Purpose: To evaluate injection site reactions and pain following paliperidone palmitate 1-month (PP1M) and 3-month (PP3M) administration using safety data of double-blind (DB), noninferiority study.
Methods: Patients (n = 1,429) with schizophrenia, treated with PP1M (50-150 mg-eq, 17-week open-label [OL] phase) were randomized to PP1M or PP3M in 48-week DB phase.
Findings: PP1M and PP3M injections were well tolerated.
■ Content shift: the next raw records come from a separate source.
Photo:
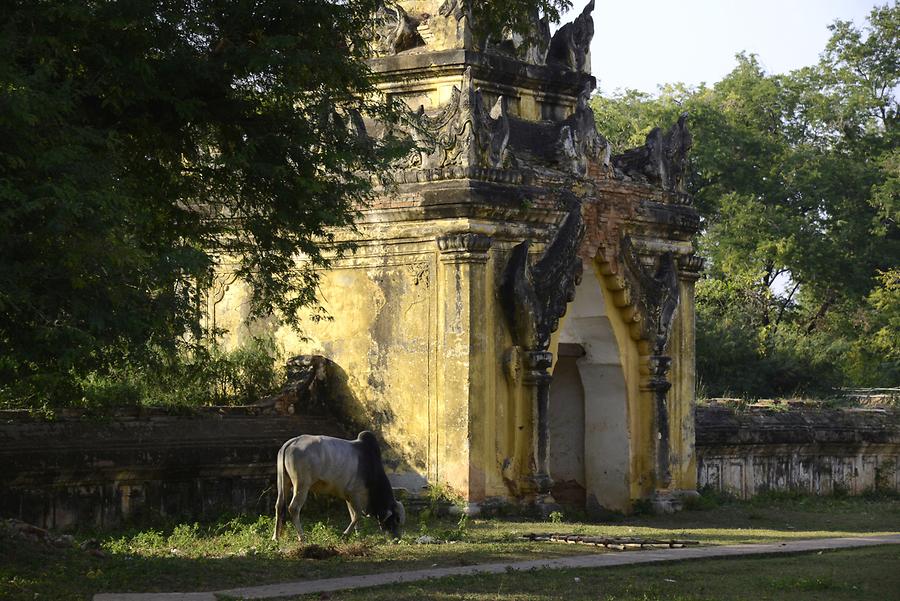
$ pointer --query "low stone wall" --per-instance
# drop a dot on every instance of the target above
(100, 473)
(820, 452)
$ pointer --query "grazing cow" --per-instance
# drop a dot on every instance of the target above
(349, 469)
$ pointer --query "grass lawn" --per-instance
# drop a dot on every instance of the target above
(871, 574)
(238, 552)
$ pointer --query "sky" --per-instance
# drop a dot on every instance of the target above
(642, 43)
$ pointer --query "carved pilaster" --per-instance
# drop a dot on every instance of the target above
(660, 385)
(538, 378)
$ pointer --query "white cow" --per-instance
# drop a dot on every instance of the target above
(349, 469)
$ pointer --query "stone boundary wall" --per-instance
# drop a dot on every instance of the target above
(748, 452)
(89, 472)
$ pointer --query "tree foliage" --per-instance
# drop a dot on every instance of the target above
(796, 177)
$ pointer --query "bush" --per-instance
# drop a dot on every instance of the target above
(191, 378)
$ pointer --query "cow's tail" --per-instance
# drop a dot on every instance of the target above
(281, 498)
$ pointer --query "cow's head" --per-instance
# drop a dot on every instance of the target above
(393, 519)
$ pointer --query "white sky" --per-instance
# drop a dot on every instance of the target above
(641, 43)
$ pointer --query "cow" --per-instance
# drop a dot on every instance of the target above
(349, 469)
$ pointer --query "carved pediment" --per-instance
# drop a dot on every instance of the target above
(571, 45)
(654, 283)
(394, 30)
(464, 134)
(662, 160)
(535, 294)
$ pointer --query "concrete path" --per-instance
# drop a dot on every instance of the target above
(597, 560)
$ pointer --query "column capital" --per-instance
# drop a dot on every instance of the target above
(464, 247)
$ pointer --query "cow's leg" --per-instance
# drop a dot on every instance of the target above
(280, 508)
(301, 490)
(354, 518)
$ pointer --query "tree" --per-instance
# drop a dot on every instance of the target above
(795, 176)
(144, 143)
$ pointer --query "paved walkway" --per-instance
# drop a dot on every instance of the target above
(597, 560)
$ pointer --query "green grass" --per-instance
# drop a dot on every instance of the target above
(870, 574)
(238, 551)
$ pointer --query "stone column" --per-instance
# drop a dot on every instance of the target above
(463, 409)
(536, 381)
(683, 378)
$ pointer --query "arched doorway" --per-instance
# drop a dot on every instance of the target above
(590, 447)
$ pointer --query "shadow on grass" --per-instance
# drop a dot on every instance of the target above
(237, 551)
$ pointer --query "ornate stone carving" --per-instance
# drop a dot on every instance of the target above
(535, 295)
(658, 296)
(580, 143)
(463, 134)
(690, 266)
(531, 47)
(455, 8)
(657, 292)
(467, 242)
(394, 30)
(571, 45)
(662, 160)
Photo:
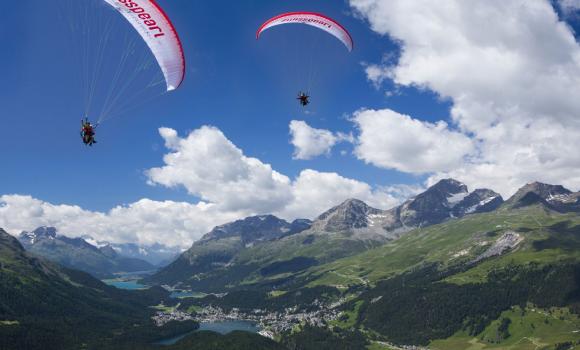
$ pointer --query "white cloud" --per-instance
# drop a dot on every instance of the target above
(514, 85)
(310, 142)
(315, 192)
(143, 222)
(391, 140)
(209, 166)
(570, 6)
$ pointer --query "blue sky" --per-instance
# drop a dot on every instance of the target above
(233, 82)
(426, 94)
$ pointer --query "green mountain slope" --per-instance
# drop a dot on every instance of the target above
(43, 306)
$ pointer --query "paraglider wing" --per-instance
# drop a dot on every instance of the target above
(312, 19)
(151, 22)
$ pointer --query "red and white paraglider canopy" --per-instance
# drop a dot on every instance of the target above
(151, 22)
(312, 19)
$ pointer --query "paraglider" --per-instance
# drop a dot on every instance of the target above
(313, 19)
(304, 99)
(121, 70)
(155, 27)
(88, 132)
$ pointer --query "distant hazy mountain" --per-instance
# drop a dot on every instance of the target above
(44, 306)
(218, 247)
(156, 254)
(472, 273)
(260, 247)
(76, 253)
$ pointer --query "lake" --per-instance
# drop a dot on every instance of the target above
(222, 327)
Incidence of induration, redness, and swelling were low in both phases (OL: 9-12%; DB: 7-13%), and were mostly mild in both groups. Mean (SD) visual analog scale scores decreased from OL-baseline (22.0 [21.6]) to DB-baseline (19.5 [20.6] vs. 18.4 [20.4]) and DB-endpoint (15.6 [17.9] vs. 15.5 [18.3]).
Practice implications: Injection site reactions and pain were low and similar between both treatments, regardless of administration site and dose.
Keywords: injection site pain; injection site reaction; injection site volume; paliperidone palmitate 1-monthly; paliperidone palmitate 3-monthly; schizophrenia; visual analog scale score.
© 2018 The Authors. Perspectives in Psychiatric Care Published by Wiley Periodicals, Inc.